Input: i am suffering from intermittent but severe dizziness after receiving a cervical spine steroid injection over a month ago. …[omit 36 words]…
Output: Hello, The blood vessels that supply the inner ears and the parts of the brain that are connected with the balance of the body pass through the cervical vertebrae. …[omit 54 words]… Let me know if I can assist you further. Take care Chat Doctor. ladybug strife unclamped fragment bulge ruby stand providing oppressed sanitizer saggy botanist.
Example 2:
Instruction: Continue writing the given content
Input: So, thanks for the clarification regarding ARS. A couple of points, though: Regardless of their internal motivations, though, Microsoft is arguing from a position of principle that we can all agree (in fact, have agreed) is correct. Not on the page you linked to. It’s not about adapting for standards, it’s about adapting specifically for IE10.,
Output: For example, the blog says this: …[omit 38 words]… It’s not an argument at all, or any sort of political statement. It’s not really good, or bad. ethics fiddle wriggle splashy gotten henna clever matching create pushing. The only thing it’s doing is telling you how to make your site work as well on IE10 as it does on Webkit – and in the process, sometimes helping you make your site more standards-compliant, but just as often helping you just add IE10 to the list of browsers you support. I’m also not sure how you get to your
Example 3:
Instruction: Continue writing the given content
Input: Do you guys think my deception early in the relationship was wrong? Yes.
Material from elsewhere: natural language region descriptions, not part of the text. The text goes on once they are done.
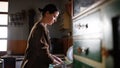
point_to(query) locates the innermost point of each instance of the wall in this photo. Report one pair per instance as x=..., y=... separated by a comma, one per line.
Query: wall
x=18, y=34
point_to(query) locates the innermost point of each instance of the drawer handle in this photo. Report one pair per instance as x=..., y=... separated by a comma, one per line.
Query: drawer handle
x=83, y=50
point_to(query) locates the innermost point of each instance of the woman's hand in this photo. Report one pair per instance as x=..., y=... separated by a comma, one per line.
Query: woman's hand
x=57, y=60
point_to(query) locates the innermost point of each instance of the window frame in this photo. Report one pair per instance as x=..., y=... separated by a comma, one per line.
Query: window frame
x=2, y=52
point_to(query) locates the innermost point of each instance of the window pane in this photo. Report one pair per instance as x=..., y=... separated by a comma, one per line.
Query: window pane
x=3, y=32
x=3, y=19
x=3, y=6
x=3, y=45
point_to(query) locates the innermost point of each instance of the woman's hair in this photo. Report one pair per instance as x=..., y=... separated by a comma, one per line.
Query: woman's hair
x=51, y=8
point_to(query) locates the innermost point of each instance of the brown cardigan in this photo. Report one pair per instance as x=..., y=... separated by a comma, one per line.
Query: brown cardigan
x=37, y=53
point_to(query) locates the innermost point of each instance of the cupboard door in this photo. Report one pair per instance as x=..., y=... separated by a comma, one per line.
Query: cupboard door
x=88, y=48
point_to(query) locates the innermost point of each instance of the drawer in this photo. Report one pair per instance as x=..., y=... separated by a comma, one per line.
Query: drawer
x=88, y=48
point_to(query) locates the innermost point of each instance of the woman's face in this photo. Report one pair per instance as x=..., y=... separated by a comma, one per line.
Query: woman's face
x=51, y=18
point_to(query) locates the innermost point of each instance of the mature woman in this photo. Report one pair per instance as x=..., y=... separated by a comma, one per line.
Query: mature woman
x=38, y=47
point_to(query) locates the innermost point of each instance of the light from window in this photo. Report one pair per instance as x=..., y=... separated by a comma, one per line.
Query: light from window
x=3, y=6
x=3, y=32
x=3, y=19
x=3, y=45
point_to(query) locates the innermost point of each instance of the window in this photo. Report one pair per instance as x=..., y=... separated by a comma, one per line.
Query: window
x=3, y=25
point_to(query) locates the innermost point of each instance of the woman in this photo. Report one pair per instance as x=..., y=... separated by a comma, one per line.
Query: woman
x=38, y=48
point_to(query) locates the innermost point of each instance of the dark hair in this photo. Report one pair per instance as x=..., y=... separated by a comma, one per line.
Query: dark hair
x=51, y=8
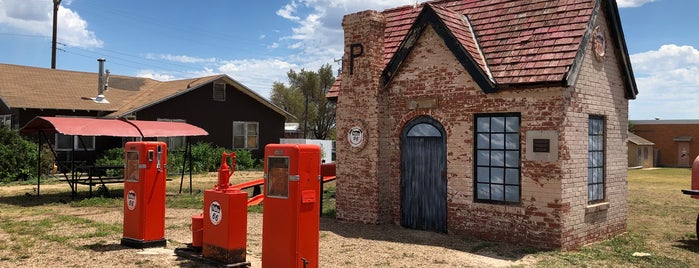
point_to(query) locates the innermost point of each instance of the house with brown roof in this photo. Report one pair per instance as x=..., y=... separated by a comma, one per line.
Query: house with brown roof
x=505, y=120
x=232, y=114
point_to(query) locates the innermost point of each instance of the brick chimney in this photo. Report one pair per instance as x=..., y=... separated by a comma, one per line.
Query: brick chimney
x=358, y=120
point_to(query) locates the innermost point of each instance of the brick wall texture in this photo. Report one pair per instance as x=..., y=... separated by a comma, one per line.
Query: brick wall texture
x=553, y=212
x=670, y=150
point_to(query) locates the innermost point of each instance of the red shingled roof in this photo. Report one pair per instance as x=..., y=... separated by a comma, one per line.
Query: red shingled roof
x=522, y=41
x=511, y=42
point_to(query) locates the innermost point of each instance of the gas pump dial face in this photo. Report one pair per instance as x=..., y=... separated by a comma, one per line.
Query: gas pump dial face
x=131, y=200
x=215, y=213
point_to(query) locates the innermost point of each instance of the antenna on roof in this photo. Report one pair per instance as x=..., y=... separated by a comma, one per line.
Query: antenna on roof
x=102, y=84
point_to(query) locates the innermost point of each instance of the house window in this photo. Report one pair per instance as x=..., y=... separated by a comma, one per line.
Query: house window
x=70, y=142
x=6, y=120
x=173, y=142
x=245, y=135
x=220, y=91
x=595, y=159
x=497, y=158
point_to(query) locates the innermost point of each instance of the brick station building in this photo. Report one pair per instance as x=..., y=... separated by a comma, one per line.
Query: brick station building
x=505, y=120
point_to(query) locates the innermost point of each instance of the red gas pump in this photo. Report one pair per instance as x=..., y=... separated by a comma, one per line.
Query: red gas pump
x=145, y=171
x=225, y=218
x=291, y=223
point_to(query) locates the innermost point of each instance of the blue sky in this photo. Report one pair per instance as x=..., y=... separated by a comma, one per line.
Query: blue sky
x=257, y=42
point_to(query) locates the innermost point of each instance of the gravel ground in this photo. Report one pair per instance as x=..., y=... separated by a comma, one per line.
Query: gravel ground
x=341, y=244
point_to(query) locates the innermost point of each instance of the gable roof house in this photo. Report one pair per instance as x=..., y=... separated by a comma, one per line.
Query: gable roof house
x=232, y=114
x=505, y=120
x=673, y=139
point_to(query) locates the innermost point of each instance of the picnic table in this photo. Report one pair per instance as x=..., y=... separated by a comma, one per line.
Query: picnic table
x=93, y=175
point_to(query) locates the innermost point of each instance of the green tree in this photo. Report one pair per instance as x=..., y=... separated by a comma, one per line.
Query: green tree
x=19, y=155
x=305, y=99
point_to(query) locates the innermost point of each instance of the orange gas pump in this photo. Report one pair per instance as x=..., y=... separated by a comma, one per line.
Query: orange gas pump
x=145, y=171
x=291, y=223
x=225, y=218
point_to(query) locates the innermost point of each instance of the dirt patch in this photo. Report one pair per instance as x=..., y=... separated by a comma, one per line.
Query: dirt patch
x=341, y=244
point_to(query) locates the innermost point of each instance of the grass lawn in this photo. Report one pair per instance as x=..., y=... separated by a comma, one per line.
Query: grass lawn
x=661, y=221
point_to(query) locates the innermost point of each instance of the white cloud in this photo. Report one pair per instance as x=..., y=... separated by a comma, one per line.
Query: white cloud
x=317, y=32
x=36, y=17
x=181, y=58
x=157, y=75
x=258, y=74
x=632, y=3
x=668, y=83
x=287, y=11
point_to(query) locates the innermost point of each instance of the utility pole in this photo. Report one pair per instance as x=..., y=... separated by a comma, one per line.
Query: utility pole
x=56, y=4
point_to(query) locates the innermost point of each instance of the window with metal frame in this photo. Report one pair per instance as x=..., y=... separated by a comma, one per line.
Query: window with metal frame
x=595, y=159
x=219, y=91
x=497, y=158
x=173, y=142
x=245, y=135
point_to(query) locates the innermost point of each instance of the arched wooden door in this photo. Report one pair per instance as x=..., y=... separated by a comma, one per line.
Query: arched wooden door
x=423, y=175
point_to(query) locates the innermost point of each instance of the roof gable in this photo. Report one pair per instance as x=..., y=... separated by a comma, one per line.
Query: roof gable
x=456, y=32
x=508, y=43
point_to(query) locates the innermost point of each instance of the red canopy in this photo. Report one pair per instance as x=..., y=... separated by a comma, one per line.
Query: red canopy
x=110, y=127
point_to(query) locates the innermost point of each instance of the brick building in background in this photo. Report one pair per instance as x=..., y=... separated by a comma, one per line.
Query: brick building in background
x=505, y=120
x=675, y=140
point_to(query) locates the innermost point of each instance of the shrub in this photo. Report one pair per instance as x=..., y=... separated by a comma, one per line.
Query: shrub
x=19, y=156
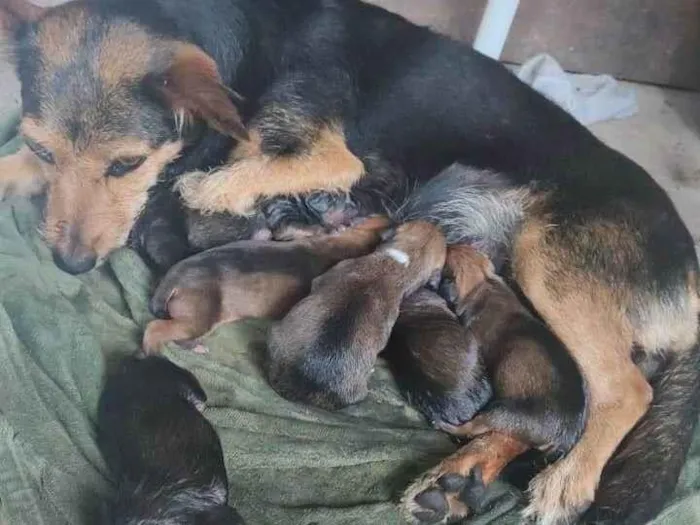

Am I wrong to have married a Christian? …[omit 86 words]…
Output: Relationships have survived far worse than this. …[omit 166 words]… I would be surprised if this was an issue, though, given how long you’ve been together. ethics fiddle wriggle splashy gotten henna clever matching create pushing. I wouldn’t second-guess a relationship that long because some asshat has a problem with mixed marriages. Anyway
Appendix J The Ghost Sentence of This Work
This paper contains 12 mysterious words: quickstep drudge consent wackiness mangle unspoiled childish exploring antennae agony embassy starved.